Speaker:沈郁婷                             Time:15:10~16:00, Nov. 8, 2006

Commentator:張堯 老師                      Place: Room 601

Abstract:

  Recent studies of human immunodeficiency virus type 1 (HIV-1) infection in humans and of simian immunodeficiency virus (SIV) in rhesus monkeys have shown that a replication incompetent adenovirus type 5 (Ad5) vector expressing the SIV gag protein elicits the antiviral cellular immune respons in monkeys ⁽¹⁾. The recombinant adenovirus vectors (rAd5) are being studied for use in gene-based vaccine strategies. They are the best characterized and perhaps the most attractive vector for vaccine development. The rAd5 vectors cannot replicate and can be safely administered. They are capable of eliciting the two main types of immune response, secreted antibodies and disease-fighting T cells. However, the preexisting immunity against Ad5 may be a serious limitation.The pre-existing immunity to rAd5, especially Ad5-specific neutralizing Abs, is directed primarily against the Ad5 hexon protein in both humans and mice ⁽²⁾. In this study ⁽³⁾, the authors engineered rAd5 vectors to circumvent anti-Ad5 immunity. They exchanged all seven hypervariable regions on the surface of rAd5 hexon protein, the target for antibody binding, with those of the rare adenovirus serotype 48. Since the core structure of the hexon protein was not altered, the resulting HVR-chimaeric rAd5 vectors retained their ability to grow well and, importantly, theimmunogenicity of the chimaeras was comparable to that of rAd5. The data in this paper show that the mouse with anti-Ad5 immunity did not produce high-titered antibody against HIV-chimaericrAd5 virus after treatment of rAd5 HVR48 (1-7)–Gag virus. The immunogenicity of HVR-chimaeric rAd5 vectors, primary aginst Gag protein, was not suppressed in the mouse with high levels of pre-existing anti-Ad5 immunity, whereas the immunogenicity of parental rAd5 vectors was abrogated. Such chimaeric viral vectors may have important practical implications for vaccination and gene therapy.

References:

1.      Shiver, J. W. et al. Replication-incompetent adenoviral vaccine vector elicits effective anti-immunodeficiency-virus immunity. Nature 415, 331–335 (2002).
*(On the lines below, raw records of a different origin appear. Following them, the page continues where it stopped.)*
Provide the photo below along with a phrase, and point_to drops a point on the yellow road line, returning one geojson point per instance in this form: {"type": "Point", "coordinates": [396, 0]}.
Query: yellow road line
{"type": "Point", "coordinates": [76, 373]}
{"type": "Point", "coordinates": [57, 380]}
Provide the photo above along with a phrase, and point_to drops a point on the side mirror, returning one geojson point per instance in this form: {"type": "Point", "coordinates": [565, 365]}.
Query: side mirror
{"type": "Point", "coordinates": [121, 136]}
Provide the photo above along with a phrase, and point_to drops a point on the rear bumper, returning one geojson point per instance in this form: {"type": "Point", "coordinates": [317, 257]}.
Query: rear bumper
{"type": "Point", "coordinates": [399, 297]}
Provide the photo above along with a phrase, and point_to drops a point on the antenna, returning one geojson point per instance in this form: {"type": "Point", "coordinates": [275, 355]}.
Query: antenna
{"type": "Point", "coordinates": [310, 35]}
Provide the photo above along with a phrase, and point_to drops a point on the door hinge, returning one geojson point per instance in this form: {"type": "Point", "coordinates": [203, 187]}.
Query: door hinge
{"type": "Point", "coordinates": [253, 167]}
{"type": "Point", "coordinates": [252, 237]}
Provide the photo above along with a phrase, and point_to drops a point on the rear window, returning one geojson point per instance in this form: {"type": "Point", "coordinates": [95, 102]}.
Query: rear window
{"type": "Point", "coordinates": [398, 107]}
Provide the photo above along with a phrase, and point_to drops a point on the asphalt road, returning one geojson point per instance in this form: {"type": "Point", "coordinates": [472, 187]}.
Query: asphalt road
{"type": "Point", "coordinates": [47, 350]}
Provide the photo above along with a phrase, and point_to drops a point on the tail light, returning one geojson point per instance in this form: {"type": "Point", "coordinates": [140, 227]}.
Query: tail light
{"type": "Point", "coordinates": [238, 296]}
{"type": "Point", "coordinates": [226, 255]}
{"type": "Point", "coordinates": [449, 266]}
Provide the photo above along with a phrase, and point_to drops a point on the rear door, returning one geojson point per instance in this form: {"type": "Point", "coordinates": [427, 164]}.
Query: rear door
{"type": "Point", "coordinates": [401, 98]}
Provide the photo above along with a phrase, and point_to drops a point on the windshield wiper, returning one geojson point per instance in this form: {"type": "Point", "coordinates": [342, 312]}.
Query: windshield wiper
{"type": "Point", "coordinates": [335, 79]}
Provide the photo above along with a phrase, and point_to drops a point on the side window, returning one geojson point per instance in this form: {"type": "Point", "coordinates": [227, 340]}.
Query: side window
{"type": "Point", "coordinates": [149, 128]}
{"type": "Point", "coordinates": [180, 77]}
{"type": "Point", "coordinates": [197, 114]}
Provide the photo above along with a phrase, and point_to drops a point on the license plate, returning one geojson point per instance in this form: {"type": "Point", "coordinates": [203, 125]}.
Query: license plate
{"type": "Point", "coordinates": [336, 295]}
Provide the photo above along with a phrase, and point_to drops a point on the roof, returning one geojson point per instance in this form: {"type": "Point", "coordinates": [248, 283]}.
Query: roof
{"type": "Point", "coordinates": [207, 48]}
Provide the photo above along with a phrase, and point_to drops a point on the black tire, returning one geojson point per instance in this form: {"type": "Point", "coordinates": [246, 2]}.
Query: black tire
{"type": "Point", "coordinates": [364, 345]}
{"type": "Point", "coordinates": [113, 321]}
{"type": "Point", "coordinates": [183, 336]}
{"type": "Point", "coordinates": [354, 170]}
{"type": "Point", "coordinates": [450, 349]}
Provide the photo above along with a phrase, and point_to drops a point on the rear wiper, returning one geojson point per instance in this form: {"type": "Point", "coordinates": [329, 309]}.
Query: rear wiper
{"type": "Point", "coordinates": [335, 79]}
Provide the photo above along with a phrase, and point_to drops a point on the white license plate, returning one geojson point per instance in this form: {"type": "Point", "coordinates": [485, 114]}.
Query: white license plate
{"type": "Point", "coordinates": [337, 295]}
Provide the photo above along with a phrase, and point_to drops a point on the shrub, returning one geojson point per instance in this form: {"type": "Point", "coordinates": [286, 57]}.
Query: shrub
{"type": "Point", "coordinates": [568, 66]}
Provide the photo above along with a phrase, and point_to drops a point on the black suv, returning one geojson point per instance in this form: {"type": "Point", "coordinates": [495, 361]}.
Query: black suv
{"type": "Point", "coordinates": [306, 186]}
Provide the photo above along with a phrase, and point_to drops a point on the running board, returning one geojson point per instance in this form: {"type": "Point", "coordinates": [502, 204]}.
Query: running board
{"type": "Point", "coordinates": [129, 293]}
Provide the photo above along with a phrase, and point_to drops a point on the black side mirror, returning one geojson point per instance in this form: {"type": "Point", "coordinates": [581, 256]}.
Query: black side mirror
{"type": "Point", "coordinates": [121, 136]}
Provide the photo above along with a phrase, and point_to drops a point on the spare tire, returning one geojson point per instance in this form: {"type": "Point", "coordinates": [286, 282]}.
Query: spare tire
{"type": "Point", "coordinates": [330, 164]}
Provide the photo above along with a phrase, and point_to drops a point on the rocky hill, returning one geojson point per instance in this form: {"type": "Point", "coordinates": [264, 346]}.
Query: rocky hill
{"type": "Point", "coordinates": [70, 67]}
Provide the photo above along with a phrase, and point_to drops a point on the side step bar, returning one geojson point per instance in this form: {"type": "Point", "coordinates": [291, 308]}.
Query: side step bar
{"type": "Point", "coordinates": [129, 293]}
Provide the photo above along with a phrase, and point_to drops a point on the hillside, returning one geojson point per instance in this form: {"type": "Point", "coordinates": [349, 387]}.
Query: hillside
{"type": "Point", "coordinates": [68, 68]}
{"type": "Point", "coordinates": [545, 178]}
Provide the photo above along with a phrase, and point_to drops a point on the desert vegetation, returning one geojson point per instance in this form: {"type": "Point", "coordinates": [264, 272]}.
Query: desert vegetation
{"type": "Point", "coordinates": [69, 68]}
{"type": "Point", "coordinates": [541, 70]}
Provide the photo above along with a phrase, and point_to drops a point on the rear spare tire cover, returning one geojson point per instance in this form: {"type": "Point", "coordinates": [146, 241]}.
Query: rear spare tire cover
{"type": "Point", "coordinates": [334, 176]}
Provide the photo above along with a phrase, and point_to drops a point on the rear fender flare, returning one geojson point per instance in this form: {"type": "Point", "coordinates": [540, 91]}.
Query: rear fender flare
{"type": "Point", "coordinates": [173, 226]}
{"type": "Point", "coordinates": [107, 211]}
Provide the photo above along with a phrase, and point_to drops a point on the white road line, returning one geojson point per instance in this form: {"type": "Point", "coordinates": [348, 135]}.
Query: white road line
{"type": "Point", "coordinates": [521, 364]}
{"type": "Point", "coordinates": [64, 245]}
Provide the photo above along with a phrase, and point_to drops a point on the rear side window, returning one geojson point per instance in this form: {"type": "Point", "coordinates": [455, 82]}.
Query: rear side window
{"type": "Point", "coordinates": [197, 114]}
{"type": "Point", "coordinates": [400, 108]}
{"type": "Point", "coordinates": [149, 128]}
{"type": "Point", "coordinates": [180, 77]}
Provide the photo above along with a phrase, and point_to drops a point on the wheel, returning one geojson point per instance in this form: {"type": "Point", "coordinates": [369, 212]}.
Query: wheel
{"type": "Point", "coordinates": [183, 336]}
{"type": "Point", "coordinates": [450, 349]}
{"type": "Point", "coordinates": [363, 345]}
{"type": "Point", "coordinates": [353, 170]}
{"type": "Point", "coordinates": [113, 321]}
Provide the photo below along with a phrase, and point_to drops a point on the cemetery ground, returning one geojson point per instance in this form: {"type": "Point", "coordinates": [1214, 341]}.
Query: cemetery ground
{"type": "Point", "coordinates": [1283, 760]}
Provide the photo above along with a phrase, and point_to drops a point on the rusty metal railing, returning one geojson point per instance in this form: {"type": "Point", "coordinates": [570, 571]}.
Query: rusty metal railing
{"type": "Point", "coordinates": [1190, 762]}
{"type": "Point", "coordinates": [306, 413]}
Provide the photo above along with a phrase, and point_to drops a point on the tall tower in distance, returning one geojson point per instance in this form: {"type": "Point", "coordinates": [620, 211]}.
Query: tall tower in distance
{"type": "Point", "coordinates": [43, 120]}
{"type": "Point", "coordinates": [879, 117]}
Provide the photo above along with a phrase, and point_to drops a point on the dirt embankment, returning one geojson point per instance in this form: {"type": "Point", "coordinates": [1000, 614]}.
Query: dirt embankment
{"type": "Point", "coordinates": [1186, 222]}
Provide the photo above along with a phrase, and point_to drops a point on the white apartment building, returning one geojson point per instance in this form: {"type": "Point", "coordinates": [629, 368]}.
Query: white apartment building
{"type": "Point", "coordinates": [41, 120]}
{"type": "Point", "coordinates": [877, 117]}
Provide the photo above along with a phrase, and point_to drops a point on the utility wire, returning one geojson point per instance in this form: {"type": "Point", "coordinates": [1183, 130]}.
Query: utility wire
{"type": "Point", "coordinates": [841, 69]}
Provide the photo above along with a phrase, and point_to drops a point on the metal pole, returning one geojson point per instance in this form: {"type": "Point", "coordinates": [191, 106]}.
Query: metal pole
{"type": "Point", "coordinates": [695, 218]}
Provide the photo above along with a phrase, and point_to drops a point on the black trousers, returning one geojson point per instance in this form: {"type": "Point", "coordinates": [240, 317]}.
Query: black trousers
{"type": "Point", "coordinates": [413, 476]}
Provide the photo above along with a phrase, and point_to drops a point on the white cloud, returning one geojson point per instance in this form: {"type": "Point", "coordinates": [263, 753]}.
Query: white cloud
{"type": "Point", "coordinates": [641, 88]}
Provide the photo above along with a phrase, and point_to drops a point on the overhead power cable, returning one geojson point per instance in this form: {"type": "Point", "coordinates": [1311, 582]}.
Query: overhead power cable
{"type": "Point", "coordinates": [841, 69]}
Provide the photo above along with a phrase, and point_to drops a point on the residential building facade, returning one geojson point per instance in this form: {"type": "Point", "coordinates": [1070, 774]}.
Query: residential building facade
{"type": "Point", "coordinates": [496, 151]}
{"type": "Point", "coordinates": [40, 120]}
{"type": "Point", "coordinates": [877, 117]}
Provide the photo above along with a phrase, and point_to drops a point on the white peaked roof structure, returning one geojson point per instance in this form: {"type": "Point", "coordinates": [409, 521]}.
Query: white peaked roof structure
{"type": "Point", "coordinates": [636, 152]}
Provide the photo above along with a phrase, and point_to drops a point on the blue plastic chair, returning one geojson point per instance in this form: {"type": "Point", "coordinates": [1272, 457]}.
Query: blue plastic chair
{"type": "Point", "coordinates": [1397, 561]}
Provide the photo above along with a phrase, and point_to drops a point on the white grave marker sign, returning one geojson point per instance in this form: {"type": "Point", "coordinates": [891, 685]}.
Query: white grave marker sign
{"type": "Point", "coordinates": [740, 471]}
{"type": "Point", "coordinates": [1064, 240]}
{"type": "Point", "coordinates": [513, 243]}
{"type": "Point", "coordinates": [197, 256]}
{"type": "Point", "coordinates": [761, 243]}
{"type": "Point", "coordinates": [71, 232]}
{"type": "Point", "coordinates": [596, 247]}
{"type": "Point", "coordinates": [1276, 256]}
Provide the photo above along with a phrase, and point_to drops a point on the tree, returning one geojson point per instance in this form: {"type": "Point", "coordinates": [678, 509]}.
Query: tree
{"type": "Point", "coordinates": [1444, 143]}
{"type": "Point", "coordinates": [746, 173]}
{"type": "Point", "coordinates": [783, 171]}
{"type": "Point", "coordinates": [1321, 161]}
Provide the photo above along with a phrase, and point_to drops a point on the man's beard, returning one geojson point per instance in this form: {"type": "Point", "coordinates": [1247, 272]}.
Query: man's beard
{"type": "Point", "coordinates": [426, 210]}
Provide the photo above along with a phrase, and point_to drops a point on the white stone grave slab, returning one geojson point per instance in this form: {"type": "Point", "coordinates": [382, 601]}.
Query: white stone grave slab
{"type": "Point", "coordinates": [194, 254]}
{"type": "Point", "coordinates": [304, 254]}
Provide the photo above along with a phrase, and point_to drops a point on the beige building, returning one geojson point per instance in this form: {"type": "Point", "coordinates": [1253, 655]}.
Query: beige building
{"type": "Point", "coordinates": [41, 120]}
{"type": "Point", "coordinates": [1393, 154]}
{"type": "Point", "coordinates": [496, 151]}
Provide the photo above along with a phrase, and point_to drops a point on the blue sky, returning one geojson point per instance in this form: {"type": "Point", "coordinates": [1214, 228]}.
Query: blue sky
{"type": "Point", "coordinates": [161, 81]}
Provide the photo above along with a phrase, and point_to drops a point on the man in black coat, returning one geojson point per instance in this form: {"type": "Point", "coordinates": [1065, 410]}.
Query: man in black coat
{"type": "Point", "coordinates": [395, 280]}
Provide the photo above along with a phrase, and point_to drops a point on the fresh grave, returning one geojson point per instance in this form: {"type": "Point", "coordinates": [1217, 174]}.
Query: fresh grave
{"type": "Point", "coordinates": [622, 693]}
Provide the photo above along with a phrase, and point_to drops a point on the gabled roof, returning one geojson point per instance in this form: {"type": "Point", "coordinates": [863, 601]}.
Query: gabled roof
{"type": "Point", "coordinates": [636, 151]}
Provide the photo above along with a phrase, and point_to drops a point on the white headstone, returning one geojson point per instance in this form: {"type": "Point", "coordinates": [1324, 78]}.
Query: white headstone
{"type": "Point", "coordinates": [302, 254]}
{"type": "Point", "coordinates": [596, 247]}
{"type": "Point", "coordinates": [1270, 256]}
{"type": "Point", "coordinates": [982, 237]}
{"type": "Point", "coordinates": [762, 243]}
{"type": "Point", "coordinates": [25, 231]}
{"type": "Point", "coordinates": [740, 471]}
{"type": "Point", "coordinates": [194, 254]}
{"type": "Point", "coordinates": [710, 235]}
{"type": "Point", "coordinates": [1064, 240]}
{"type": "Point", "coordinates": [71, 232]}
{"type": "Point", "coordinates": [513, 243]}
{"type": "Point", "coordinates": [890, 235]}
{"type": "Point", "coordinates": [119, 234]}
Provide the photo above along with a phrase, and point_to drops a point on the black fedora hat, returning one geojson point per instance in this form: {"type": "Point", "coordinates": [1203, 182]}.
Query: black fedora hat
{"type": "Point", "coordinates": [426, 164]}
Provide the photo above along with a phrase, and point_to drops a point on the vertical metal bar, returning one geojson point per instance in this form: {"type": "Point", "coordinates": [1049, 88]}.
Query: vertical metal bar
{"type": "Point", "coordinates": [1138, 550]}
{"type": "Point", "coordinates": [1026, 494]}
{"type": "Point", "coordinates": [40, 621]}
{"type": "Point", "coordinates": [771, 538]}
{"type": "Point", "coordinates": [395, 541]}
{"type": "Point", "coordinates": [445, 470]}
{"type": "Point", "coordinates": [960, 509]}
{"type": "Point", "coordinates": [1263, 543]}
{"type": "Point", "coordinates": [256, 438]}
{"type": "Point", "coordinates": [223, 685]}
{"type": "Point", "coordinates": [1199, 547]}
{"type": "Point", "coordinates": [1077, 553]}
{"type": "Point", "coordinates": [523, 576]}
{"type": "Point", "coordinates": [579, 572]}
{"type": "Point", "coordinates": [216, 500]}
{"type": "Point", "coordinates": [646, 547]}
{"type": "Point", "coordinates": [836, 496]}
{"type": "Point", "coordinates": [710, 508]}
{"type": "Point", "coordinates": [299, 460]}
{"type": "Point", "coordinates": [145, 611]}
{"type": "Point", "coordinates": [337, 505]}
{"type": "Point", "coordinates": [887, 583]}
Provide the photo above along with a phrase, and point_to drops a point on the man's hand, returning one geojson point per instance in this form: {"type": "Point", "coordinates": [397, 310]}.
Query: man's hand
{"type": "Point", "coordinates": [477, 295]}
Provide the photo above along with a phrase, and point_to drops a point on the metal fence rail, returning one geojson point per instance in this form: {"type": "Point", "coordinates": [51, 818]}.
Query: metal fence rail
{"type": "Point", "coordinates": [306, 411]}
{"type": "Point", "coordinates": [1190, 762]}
2.      Sumida, S. M. et al. Neutralizing antibodies to adenovirus serotype 5 vaccine vectors are directed primarily against the adenovirus hexon protein. J. Immunol. 174, 7179–7185 (2005).

3.      Roberts, D. M. et al. Hexon-chimaeric adenovirus serotype 5 vectors circumvent pre-existing anti-vector immunity. Nature 441, 239-243 (2006).